Swift, voice, and tests
Technically, this is Swift 6 and SwiftUI with Apple’s Liquid Glass design language. The voice pipeline uses AVAudioEngine for capture and playback, with multi-layer echo cancellation so the AI does not interview itself. The agents are Swift actors calling OpenAI’s Chat Completions API with structured outputs, which means the app can reason about returned JSON instead of scraping prose for intent.
OpenAI’s Realtime API handles voice-to-voice conversation with sub-500ms latency. Server-side voice activity detection means the AI knows when you’ve finished a thought without awkward pauses or interruptions.
158 tests verify the agent orchestration works correctly. The demo version of this idea is easy. The product version has to know when to deepen, when to challenge, when to research, and when to stop talking.

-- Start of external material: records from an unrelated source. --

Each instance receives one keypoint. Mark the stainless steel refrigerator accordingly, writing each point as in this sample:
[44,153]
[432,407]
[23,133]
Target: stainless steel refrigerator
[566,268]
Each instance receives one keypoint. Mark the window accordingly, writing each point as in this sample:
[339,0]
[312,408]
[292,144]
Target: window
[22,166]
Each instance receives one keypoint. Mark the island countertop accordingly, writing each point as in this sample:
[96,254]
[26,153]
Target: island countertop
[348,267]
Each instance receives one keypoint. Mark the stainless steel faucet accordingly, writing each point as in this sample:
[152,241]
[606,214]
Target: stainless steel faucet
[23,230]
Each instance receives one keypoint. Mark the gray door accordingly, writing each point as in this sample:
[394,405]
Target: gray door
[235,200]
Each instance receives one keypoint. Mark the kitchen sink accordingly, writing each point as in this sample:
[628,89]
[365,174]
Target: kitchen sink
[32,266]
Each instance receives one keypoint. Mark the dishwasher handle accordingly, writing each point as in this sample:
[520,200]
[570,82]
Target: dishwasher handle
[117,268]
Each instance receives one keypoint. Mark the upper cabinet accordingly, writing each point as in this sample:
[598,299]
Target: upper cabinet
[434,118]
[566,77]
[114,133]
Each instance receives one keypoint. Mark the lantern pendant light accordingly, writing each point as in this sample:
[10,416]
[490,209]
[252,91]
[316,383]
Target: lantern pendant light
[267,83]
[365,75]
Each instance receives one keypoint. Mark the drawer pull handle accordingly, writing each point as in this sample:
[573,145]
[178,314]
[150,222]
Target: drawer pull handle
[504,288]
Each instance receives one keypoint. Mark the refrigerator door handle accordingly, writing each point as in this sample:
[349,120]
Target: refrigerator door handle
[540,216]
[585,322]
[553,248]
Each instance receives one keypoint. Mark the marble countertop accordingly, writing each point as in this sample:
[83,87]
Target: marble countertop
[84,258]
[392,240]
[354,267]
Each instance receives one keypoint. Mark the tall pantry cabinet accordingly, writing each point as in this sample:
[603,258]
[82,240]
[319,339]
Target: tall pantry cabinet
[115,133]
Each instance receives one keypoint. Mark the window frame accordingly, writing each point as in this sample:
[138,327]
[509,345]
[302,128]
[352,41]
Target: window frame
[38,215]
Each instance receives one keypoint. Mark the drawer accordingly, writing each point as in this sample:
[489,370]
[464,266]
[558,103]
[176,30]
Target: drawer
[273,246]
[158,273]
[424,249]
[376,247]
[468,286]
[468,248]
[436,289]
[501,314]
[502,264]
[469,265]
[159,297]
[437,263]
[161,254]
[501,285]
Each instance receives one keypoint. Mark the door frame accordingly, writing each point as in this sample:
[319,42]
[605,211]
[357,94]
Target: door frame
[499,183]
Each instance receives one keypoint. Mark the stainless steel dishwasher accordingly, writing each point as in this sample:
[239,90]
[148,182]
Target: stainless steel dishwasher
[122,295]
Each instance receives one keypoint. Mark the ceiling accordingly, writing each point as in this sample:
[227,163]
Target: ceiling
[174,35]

Implicit knowledge needs a question
Most knowledge workers say they do not have time to write. Often the missing piece is more specific: they do not have a reliable way to turn implicit knowledge into an argument.
Interviewer does not write for you. It helps you think out loud, captures that thinking, and shapes it into something others can read. The essay that emerges is not AI-generated content. It remains your content, with AI doing the editorial work the blank page never knew how to ask for.
Fourteen minutes of talking is not a shortcut around thought. It makes thought answerable.
Interviewer is a native Swift app for macOS 26 Tahoe and iOS 26. It requires an OpenAI API key and a willingness to be asked the next question.